Not Just in the Past

In the City of Sherrill vs Oneida Indian Nation and Madison County vs Oneida Indian Nation, a dispute ensued over the right to tax the 1997 and 1998 Oneida Indian purchases of aboriginal lands that had not been part of their land for 200 years. The City of Sherrill and Madison County wanted the right to tax the land. In 2005, the Supreme Court re-affirmed the Doctrine of Discovery as the court reasoned that since the land was not part of the Oneida Nation for 200 years, the Oneida Nation had lost their sovereignty over the land.

 

In 2017. President Donald Trump allowed the Dakota Access Pipeline to go through ancient Native American burial grounds.
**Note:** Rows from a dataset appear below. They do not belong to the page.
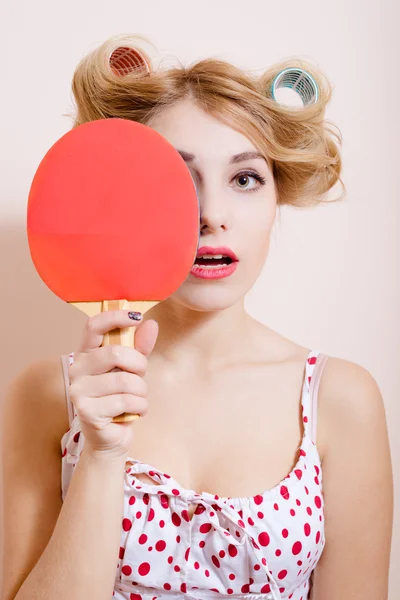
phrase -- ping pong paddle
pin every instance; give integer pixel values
(112, 219)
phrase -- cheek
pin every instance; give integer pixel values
(256, 227)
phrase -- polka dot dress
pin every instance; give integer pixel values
(260, 547)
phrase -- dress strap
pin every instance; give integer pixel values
(314, 386)
(313, 370)
(66, 360)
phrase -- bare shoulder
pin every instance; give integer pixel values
(357, 483)
(36, 397)
(348, 395)
(34, 418)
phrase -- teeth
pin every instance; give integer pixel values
(219, 256)
(211, 266)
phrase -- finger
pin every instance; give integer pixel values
(94, 410)
(146, 336)
(106, 358)
(99, 324)
(106, 384)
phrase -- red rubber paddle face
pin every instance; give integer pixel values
(113, 214)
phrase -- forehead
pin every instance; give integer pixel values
(188, 127)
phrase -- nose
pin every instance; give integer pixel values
(214, 211)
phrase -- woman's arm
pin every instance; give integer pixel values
(357, 486)
(54, 549)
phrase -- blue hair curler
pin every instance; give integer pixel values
(299, 81)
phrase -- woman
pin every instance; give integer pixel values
(216, 490)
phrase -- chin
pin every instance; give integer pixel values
(207, 299)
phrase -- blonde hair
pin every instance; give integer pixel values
(301, 145)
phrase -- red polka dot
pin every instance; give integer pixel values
(296, 548)
(232, 550)
(164, 500)
(126, 524)
(264, 539)
(185, 515)
(176, 519)
(284, 492)
(215, 561)
(144, 569)
(160, 546)
(282, 574)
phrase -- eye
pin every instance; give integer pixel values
(244, 177)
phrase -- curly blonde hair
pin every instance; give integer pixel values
(301, 145)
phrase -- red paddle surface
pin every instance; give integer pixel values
(113, 214)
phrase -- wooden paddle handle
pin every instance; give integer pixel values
(121, 337)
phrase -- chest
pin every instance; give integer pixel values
(232, 434)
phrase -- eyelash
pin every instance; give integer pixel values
(256, 176)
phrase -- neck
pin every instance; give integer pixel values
(192, 338)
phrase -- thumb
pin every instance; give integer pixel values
(145, 336)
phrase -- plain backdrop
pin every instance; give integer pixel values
(331, 280)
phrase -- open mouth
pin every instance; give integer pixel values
(212, 261)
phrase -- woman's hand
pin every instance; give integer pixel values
(99, 394)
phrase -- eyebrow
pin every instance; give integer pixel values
(187, 157)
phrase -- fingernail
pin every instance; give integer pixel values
(135, 316)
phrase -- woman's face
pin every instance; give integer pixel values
(237, 210)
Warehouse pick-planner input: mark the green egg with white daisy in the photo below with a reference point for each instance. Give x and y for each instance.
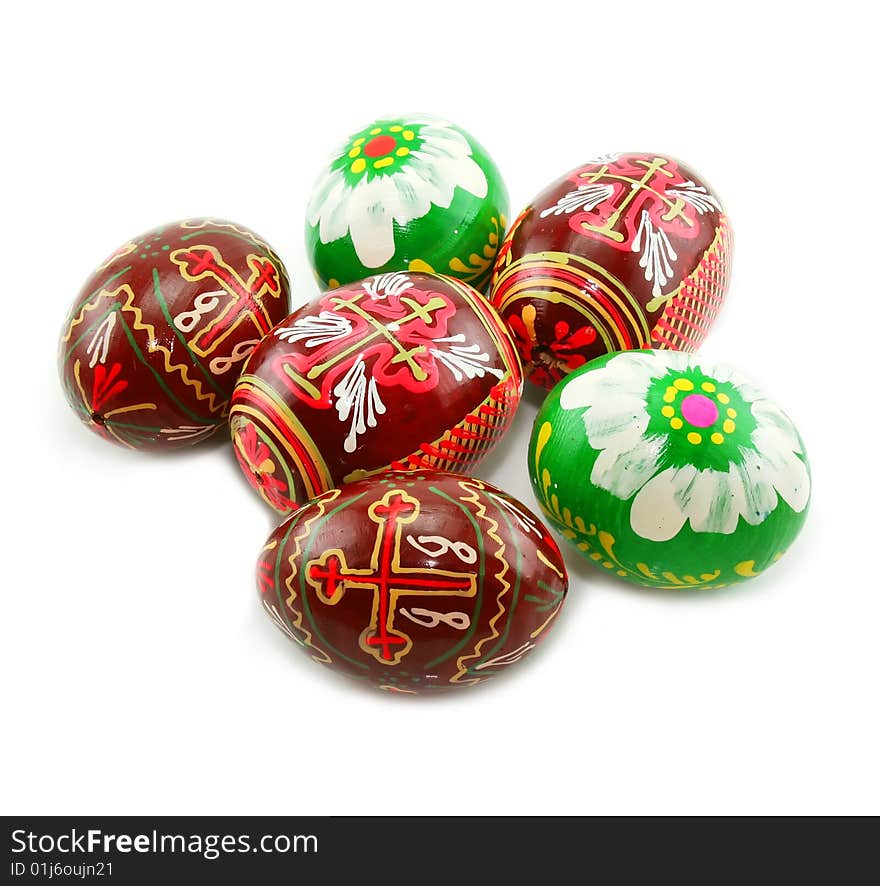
(669, 471)
(407, 193)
An American business empire was authorized to demean and subjugate Native American interests in favor of business interests in keeping with the Doctrine of Discovery’s authorization to subjugate native peoples.

 

In closing, may each reader hold this brief history in the light of his or her conscience. May your testimony be opened to revision, so that your practice does not continue the injustices rationalized by the Doctrine of Discovery. May you act on inner promptings to walk with, and be in solidarity with, our Native American brothers and sisters, so that the injustices authorized under the Doctrine of Discovery can be worked through and transformed in Mutual Dialogue toward Right Relationship.